Defining ecologically-relevant scales for spatial protection using long-term data on an endangered seabird and local prey availability
- Subject Areas
- Conservation Biology, Ecology, Marine Biology
- Benguela upwelling ecosystem, Jasus lalandii, Phalacrocorax neglectus, rock lobster, marine protected areas, seabird conservation, marine spatial planning
- © 2016 Sherley et al.
- This is an open access article distributed under the terms of the Creative Commons Attribution License, which permits unrestricted use, distribution, reproduction and adaptation in any medium and for any purpose provided that it is properly attributed.
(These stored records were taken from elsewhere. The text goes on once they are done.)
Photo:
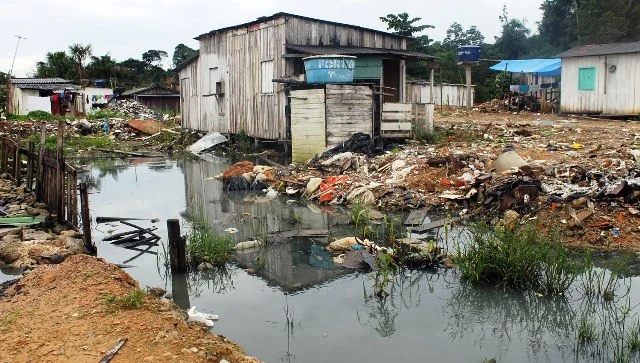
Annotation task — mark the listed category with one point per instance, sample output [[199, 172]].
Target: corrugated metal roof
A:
[[184, 64], [543, 67], [331, 49], [142, 89], [282, 15], [38, 80], [601, 49]]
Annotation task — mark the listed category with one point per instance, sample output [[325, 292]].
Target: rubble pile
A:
[[580, 174], [28, 235], [134, 109]]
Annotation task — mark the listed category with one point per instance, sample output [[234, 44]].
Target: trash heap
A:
[[134, 109]]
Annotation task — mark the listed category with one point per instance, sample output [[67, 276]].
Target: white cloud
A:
[[127, 28]]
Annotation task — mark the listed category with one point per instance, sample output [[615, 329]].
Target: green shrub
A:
[[128, 301], [206, 245], [522, 258]]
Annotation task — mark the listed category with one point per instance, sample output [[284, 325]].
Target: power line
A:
[[20, 37]]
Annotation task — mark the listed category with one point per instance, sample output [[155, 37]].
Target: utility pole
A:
[[20, 37]]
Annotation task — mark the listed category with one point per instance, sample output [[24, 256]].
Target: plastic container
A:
[[469, 54], [329, 68]]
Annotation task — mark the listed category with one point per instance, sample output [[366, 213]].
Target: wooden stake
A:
[[86, 219], [177, 247]]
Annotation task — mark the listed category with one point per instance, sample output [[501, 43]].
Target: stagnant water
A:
[[299, 306]]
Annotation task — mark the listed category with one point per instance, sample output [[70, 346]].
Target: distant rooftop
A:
[[283, 15], [38, 80], [601, 49]]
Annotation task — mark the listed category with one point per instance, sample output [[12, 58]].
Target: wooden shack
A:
[[601, 79], [159, 98], [230, 86]]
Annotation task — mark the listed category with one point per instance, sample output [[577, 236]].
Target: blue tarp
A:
[[543, 67]]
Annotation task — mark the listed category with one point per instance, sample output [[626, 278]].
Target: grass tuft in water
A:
[[520, 258], [205, 244], [128, 301]]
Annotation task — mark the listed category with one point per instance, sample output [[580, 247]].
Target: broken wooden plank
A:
[[415, 218], [113, 351], [434, 224], [124, 234], [302, 233]]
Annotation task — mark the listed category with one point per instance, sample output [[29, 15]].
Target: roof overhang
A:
[[543, 67], [305, 50]]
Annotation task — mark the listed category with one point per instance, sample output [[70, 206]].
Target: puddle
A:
[[297, 306]]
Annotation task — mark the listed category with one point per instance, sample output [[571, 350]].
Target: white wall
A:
[[616, 93], [89, 92]]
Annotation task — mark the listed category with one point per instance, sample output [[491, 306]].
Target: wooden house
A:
[[53, 95], [155, 97], [229, 87], [601, 79]]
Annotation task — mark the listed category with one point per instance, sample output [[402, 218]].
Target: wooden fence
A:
[[46, 175]]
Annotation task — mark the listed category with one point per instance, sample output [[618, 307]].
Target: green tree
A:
[[402, 24], [182, 53], [57, 64], [102, 67], [457, 36], [154, 56], [79, 53]]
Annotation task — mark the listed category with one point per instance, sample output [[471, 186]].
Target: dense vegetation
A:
[[564, 24]]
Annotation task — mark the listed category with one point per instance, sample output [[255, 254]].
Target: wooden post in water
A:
[[5, 155], [30, 156], [17, 161], [59, 183], [86, 219], [177, 247], [40, 174]]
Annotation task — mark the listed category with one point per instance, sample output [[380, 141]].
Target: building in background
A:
[[601, 79]]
For attribution, the original author(s), title, publication source (PeerJ Preprints) and either DOI or URL of the article must be cited.
- Cite this article
- 2016. Defining ecologically-relevant scales for spatial protection using long-term data on an endangered seabird and local prey availability. PeerJ Preprints 4:e2122v1 https://doi.org/10.7287/peerj.preprints.2122v1
Human activities are important drivers of marine ecosystem functioning. However, teasing apart the synergistic effects of fishing and environmental variability on the prey base of non-target predators is difficult, often because estimates of prey availability on appropriate scales are lacking. Hence, understanding the links between direct measures of prey abundance and population change can help integrate the needs of non-target predators into fisheries management. Here we investigated the local population response (number of breeders) of bank cormorants Phalacrocorax neglectus, an Endangered seabird, to the availability of its prey, the heavily-fished West Coast rock lobster Jasus lalandii. Using Bayesian state-space modelled counts of cormorants at three colonies, 22 years of fisheries-independent data on local lobster abundance and generalized additive modelling, we determined the spatial-scale pertinent to these relationships in areas of differing lobster abundance. Cormorant numbers responded positively to rock lobster availability in the regions of intermediate and high abundance, but not where regime shifts and fishing pressure have made rock lobster scarce. However, the spatial scale (30 km) at which the relationships were strongest was greater than the cormorants’ foraging range when breeding. Prey availability in the non-breeding season, prey switching and prey ecology can all influence neritic seabirds and should be considered in marine spatial planning. Crucially, though, our results highlight the potential for small-scale marine protected areas (MPAs) to benefit top predators over their full-life cycle by protecting their prey. Precautionary implementation of MPAs, with robust assessment and adaptive-management, could protect predators and their prey without negatively impacting dependent fisheries.
This is a preprint submission to PeerJ Preprints. The manuscript is to be submitted to Conservation Biology.